Statements made in this document are made only as at the date of this document. The information in this document remains subject to change without notice and there is no certainty or assurance that the Merger will complete on the intended schedule or at all. Woodside may in its absolute discretion, but without being under any obligation to do so, update or supplement this document. However, except as required by law, none of Woodside or its Beneficiaries intends to, or undertakes to, or assumes any obligation to, provide any additional information or revise the statements in this document, whether as a result of a change in expectations or assumptions, new information, future events, results or circumstances.

Forward-looking statements

This announcement contains forward-looking statements. The words ‘anticipate’, ‘believe’, ‘aim’, ‘estimate’, ‘expect’, ‘intend’, ‘may’, ‘target’, ‘plan’, ‘forecast’, ‘project’, ‘schedule’, ‘will’, ‘should’, ‘seek’ and other similar words or expressions are intended to identify forward-looking statements. These forward-looking statements are based on assumptions and contingencies that are subject to change without notice and involve known and unknown risks, uncertainties and other factors, many of which are beyond the control of Woodside and its Beneficiaries, and could cause results, performance or achievements to be materially different from the results, performance or achievements that are or may be expressed or implied by those forward-looking statements or any projections or assumptions on which those statements are based.

The forward-looking statements are subject to risk factors, including those associated with the oil and gas industry as well as those in connection with the Merger. It is believed that the expectations reflected in these statements are reasonable, but they may be affected by a range of variables which could cause actual results or trends to differ materially, including but not limited to: price fluctuations, actual demand, currency fluctuations, geotechnical factors, drilling and production results, gas commercialisation, development progress, operating results, engineering estimates, reserve estimates, loss of market, industry competition, environmental risks, physical risks, legislative, fiscal and regulatory developments, economic and financial markets, conditions in various countries, approvals and cost estimates.
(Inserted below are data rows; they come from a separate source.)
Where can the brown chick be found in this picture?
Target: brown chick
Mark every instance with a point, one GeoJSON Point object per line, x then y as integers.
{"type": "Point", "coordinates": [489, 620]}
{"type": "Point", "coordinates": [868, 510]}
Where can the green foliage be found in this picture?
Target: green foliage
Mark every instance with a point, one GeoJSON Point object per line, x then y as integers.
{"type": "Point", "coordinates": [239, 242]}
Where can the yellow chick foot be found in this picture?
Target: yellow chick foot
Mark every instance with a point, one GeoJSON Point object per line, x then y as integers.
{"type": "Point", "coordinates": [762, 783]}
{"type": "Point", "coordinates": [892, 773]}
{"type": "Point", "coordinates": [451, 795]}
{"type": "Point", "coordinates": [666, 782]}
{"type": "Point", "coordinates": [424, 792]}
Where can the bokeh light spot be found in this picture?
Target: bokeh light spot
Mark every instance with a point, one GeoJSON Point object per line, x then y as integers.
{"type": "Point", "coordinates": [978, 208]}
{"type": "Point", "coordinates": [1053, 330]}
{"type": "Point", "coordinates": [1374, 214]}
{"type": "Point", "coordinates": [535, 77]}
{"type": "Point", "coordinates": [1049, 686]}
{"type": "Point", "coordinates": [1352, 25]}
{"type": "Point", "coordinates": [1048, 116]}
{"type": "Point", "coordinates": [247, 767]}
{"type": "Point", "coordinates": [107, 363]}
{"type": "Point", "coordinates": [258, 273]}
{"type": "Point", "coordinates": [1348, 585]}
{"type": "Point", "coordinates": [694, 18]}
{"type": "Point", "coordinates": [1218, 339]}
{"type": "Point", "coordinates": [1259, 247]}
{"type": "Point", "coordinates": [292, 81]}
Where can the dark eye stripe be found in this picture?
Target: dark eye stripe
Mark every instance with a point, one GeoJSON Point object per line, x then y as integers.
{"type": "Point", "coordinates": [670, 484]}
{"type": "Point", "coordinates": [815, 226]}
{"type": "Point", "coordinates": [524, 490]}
Investors are strongly cautioned not to place undue reliance on forward-looking statements, particularly in light of the current economic climate and the significant uncertainty and disruption caused by the COVID-19 pandemic. Forward- looking statements are provided as a general guide only and should not be relied on as an indication or guarantee of future performance. These statements may make assumptions regarding the success of the Merger, BHP’s oil and gas portfolio or Woodside’s business strategies, the success of which may not be realised within the period for which the forward-looking statements may have been prepared, or at all. No guarantee, representation or warranty, express or implied, is made as to the accuracy, likelihood of achievement or reasonableness of any forecasts, prospects, returns, statements or tax treatment in relation to future matters contained in this document.

Any past performance and pro forma historical information is given for illustrative purposes only. Any pro forma information is presented on a combined basis, without giving effect to any pro forma adjustments. It should not be relied on and is not indicative of future performance, including future security prices.

No offer or solicitation

This communication relates to the Merger between Woodside and BHP Petroleum. This communication is not intended to and does not constitute an offer to sell or the solicitation of an offer to subscribe for or buy any securities or a solicitation of any vote or approval with respect to the Merger or otherwise, nor shall there be any offer, solicitation or sale of securities in any jurisdiction in which such offer, solicitation or sale would be unlawful prior to registration or qualification under the securities laws of any such jurisdiction. No offer of securities in the United States shall be made except by means of a prospectus meeting the requirements of Section 10 of the Securities Act of 1933.